How can you tell the difference between just living life and really experiencing it?

Sometimes, here in Braga, I feel like I'm just living. People ask me how things are going and I feel bad that I have nothing interesting to say. "Im just living you know. It's NORMAL." I go to class, I go to the gym, I do laundry, buy groceries, make dinner, study, and go out occasionally for a beer with my roomates.
p.s. yes people, I said cooking (and havent killed anyone yet!)
...but other days, the experience seems extraordinary, irreplaceable. But I cant really explain why or how, its just a feeling, you know? Sometimes, moments just slap me across the face and I think, "this is freakin' dope."
Like when I walk by the university campus at night, wrapped in layers of winter clothes (and still cold). Even though my nostrils are frozen, I just love that feeling of the breeze dancing over my face. It's like when I feel so insignificant, the wind recognizes who I am. I am present. It makes me feel like if I inhale, I can remember that feeling a little better. I dont think thats just here though. State gave me the same feeling. there seems to be a romantic, socially inviting ambiance that's radiated right to me, perhaps by the yellow streetlamps. Its reflection on the cobblestone floor make mosaic-like steps look like a deliberate piece of art.
Perhaps this inspiration of romanticism was caused by the satisfaction I have with myself for doing things out of the ordinary; the moments I allow myself to do something that isnt so NORMAL for me. Like meeting new people, making spontaneous, last-minute decision plans to hop on a train and party in another city for the night, or just to CALMLY enjoy free time. Operative word here is calmly, which for me is out of the ordinary because I seem to have this insecure and uncomfortable habit of always being busy. I pretend to be productive as often as I can so as to avoid the potential awkward silence, lazy appearance, knots in my stomach moments that happen when I have nothing to do. Ugh, I hate that habit, and I hate the feeling even more...to be uncomfortable in your own skin...and how strange that sometimes, that feeling is too familiar to me while others, its seems so far away...like right now.

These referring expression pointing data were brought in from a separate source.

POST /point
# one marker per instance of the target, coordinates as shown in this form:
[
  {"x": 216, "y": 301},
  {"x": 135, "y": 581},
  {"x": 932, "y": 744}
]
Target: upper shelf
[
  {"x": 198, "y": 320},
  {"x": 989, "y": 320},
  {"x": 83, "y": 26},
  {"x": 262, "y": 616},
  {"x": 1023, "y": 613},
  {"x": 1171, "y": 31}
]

Ultimately, it is the goal to live every day, every moment, with this sense of realization. This feeling is what is experiencing life, and it is the constant struggle to consciously LIVE, to live feeling this way, always.
Sometimes, it feels so hard to really grasp onto this awareness. Its like I already miss that feeling while Im experiencing it...and Im so afraid to miss it, Afraid that when I go when this is all done, only to remember the NORMAL day-to-day and not this new wave of inspiration to live life the way it should be lived..
So in the meantime, I’ll open my eyes a little wider and breathe in a little deeper in hopes of creating that memory to look back on…perhaps so that I wont miss it so much the way I do now.